Both modafinil (Provigil) and armodafinil (Nuvigil, (R)-(−)-enantiomer of the racemic modafinil), were developed clinically for the treatment of excessive sleepiness due to narcolepsy and obstructive sleep apnoea: they originated from Lafon Laboratories in France. A consensus has emerged for their clinical use in these conditions [99–101]. They are both approved by the US Food and Drug Administration (FDA) for this use after several successful randomised, controlled clinical trials. Armodafinil due to its pharmacokinetics has a longer duration of action than modafinil. Anecdotally many off-label prescriptions for these drugs are requested for jet lag and shift-work excessive sleepiness. There is good evidence for the effectiveness of both drugs in daytime sleepiness and shift-work sleep disorder [102, 103]. Thus given the similarity in cause and effect between shift-work sleep disorder and jet lag it is clearly of interest to investigate their use for daytime sleepiness in jet lag, and this has proved successful [103]. They are also reported to have mood-improving and memory-enhancing effects and are apparently used to treat dementia and attention deficit hyperactivty disorder (ADHD). Although the FDA has not approved either drug for maintained alertness in jet lag, it appears that they are being used as such. It would also appear that they are extensively used by the military and replace older stimulants such as amphetamines as they have less abuse potential [104]. They are also referred to as ‘smart drugs’, and anecdotally are used to enhance performance, memory and wakefulness for recreational activities and academic study.
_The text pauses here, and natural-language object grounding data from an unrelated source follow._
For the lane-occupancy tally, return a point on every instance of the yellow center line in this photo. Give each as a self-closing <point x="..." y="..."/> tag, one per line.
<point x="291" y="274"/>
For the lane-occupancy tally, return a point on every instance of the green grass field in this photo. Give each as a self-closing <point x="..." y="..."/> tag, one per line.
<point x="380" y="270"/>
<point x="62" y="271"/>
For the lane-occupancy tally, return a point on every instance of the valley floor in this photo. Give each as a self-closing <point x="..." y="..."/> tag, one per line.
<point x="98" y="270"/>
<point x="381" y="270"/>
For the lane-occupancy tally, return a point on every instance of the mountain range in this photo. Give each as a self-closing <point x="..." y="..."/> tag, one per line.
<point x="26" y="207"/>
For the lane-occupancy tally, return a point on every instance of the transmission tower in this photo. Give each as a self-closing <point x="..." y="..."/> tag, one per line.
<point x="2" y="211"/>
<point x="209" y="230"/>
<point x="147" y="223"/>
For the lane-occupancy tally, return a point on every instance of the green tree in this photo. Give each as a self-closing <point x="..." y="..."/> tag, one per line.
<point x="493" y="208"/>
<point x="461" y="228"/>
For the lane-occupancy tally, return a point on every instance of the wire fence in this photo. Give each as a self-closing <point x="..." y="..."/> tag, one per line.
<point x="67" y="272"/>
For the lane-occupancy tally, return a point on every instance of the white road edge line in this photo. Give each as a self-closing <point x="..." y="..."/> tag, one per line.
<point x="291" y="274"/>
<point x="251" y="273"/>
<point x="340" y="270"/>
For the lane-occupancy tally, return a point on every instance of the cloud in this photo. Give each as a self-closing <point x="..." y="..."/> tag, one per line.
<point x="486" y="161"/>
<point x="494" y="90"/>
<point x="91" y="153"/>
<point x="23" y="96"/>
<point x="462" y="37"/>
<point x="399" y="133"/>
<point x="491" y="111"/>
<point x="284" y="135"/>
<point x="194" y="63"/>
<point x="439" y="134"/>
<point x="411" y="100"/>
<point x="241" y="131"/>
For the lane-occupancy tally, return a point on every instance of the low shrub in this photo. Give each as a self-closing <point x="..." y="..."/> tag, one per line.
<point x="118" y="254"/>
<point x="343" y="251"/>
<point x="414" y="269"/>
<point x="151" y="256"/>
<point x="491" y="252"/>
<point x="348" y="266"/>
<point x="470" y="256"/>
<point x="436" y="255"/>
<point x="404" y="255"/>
The exact mode of action of these drugs is uncertain; however, increased dopamine activity is involved. Volkow and colleagues [105] published positron emission tomography imaging data in men showing that modafinil acutely increases central nervous system (CNS) dopamine. The data suggest a mechanism for modafinil that involves dopaminergic signalling, and which may be quite similar to that of older stimulants.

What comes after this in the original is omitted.